Asma-damla yöntemi kullanılarak, ESC farklılaşmasının indüksiyonundan altı gün sonra homojen bir EB popülasyonu elde edildi. Jel elektroforezi, kalite kontrol protokolü boyunca uygulandı. Mbol tarafından verimli sindirim az üç kilobaz çiftleri parçaları ile sonuçlanır.
Ligasyon sonrası elektroforez, çoğu parçanın üç kilobaz çiftten daha büyük olduğunu gösterdi. Sonication sonra 400 ila 500 baz çiftleri parça boyutları bekleniyor. Defosforilasyon ve tek uçlu adaptör ligasyonundan sonra, ilgi çekici hedefleri yükseltmek için iki tur PCR yapıldı.

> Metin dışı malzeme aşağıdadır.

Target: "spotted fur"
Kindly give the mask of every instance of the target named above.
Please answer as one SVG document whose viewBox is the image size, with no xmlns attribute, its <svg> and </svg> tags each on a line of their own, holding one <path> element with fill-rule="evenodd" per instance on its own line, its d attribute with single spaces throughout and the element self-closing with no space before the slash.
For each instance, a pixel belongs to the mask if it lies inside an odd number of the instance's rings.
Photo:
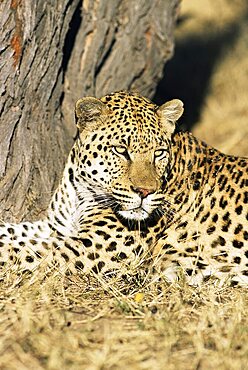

Her hedef, Pou5f1 locus'u için A ve B olmak üzere iki farklı astar çifti ve T çekirge için C ve D olmak üzere ayrı ayrı güçlendirilmiştir. Bu da yaklaşık 400 baz çiftinin DNA smearlanmasıyla sonuçlandı. Alternatif olarak, a ve c hedeflerini aynı anda yükseltmek için multipleks PCR yapıldı ve arınma sonrası benzer bir parça boyutu elde edildi.
Bu 4C profillerde, açık mavi kutular farklılaşma sırasında dinamik değişikliklerle artırıcıların konumunu gösterir. Kromatin bölgeleri EB farklılaşması sırasında Pou5f1 ve T genlerinin organizatörleri ile temas alar. Pou5f1 EB farklılaşması sırasında indirgendi.

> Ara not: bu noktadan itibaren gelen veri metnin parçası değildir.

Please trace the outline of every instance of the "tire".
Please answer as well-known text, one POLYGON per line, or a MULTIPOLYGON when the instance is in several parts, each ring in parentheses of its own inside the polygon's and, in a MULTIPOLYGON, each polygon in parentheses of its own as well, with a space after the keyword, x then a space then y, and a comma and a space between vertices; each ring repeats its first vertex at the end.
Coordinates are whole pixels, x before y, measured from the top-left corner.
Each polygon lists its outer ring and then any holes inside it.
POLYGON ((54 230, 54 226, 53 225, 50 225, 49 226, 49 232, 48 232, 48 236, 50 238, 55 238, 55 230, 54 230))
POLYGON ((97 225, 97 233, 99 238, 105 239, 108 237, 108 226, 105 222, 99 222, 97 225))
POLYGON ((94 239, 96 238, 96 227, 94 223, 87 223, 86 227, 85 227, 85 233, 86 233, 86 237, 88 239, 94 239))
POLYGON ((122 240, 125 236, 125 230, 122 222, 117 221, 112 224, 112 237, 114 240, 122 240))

Tersine, T EB farklılaşması sırasında upregulated oldu. Verimli restriksiyon enzim sindirimi ve geçiş genomik DNA'nın yakınlık ligasyonu bu protokolün başarısını sağlamak için önemli faktörlerdir. Başka bir şey her locus temas haritası sorgulamak için astar tasarımıdır.
Bu prosedür, hedeflenen loci de kromatin temas sorgulamak için idealdir. Küresel değişiklikler gerekiyorsa, Hi-C, promotör yakalama Hi-C veya HiChIP gibi genom çapında yaklaşımlar yapılabilir.